Create mirrors of bioinformatics sources
Having a local copies of bioinformatic databases in a published/common/conventional location will save the time and energy of researchers needing access this data. It should save build time as clients won't have to reach out to the web.
other sources that need to be mirrored:
Notes from Jeremy Horst
These are the profile databases that I see as structural in nature, or otherwise highly relevant to anything we would do.

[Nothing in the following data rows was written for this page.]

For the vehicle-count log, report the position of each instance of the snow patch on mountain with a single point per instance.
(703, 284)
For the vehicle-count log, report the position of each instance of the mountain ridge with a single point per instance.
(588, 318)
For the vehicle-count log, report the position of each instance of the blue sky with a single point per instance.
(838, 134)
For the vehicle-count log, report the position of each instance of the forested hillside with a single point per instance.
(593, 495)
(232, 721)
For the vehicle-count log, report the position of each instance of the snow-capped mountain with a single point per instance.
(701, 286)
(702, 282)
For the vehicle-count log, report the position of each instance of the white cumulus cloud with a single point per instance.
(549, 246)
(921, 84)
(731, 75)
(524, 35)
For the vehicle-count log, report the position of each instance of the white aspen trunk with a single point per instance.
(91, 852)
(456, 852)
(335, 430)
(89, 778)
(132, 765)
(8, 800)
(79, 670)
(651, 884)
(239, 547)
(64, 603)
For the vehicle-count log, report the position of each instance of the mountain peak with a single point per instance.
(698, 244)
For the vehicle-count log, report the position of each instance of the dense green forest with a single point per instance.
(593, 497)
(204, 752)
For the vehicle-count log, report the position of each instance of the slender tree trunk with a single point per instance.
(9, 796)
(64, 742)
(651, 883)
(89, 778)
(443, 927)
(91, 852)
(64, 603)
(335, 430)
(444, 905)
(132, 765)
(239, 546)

SCOP ftp://toolkit.lmb.uni-muenchen.de/HHsearch/databases/scop70_1.75.hhm.tar.gz PDB70 ftp://toolkit.lmb.uni-muenchen.de/HHsearch/databases/pdb70_18Nov10.hhm.tar.gz These are required for building the profile HMMs in HHsearch: ftp://toolkit.lmb.uni-muenchen.de/HHsearch/databases/nr70.tar.gz ftp://toolkit.lmb.uni-muenchen.de/HHsearch/databases/nr90.tar.gz HHsearch can only be run on 64bit machines, so definitely no need to load these on any fp1-160. Others for Ram & Hong & others to consider are: PFAM SUPFAM TIGRFAM PANTHER COG KOG CATH
- 2010-12-22 migrated home directory to cosmos instead of nas4, created cronjob,
- Created download area
- Modified rsyncPDB.sh script
- Started initial download
- 2010-12-22 following errors seem to be related to poor nfs behavior on nas4 - moving home directory got rid of problems.
Need to investigate these rsync errors:
# grep rsync rsync.log rsync error: received SIGUSR1 or SIGINT (code 20) at rsync.c(231) rsync: read error: Connection reset by peer (104) rsync error: error in rsync protocol data stream (code 12) at io.c(515) rsync: connection unexpectedly closed (42276265 bytes received so far) [generator] rsync error: error in rsync protocol data stream (code 12) at io.c(359) rsync: writefd_unbuffered failed to write 4092 bytes: phase "unknown" [generator]: Connection reset by peer (104) rsync error: error in rsync protocol data stream (code 12) at io.c(909) rsync error: received SIGUSR1 or SIGINT (code 20) at main.c(965)
This project, for being so seemingly simply, has been amazingly difficult to wrap up because of continued issues with nas4. nas4 is also being used in cluster jobs, so performance is miserable.
I've moved the PDB home directory to a different NFS server and will start the sync process again.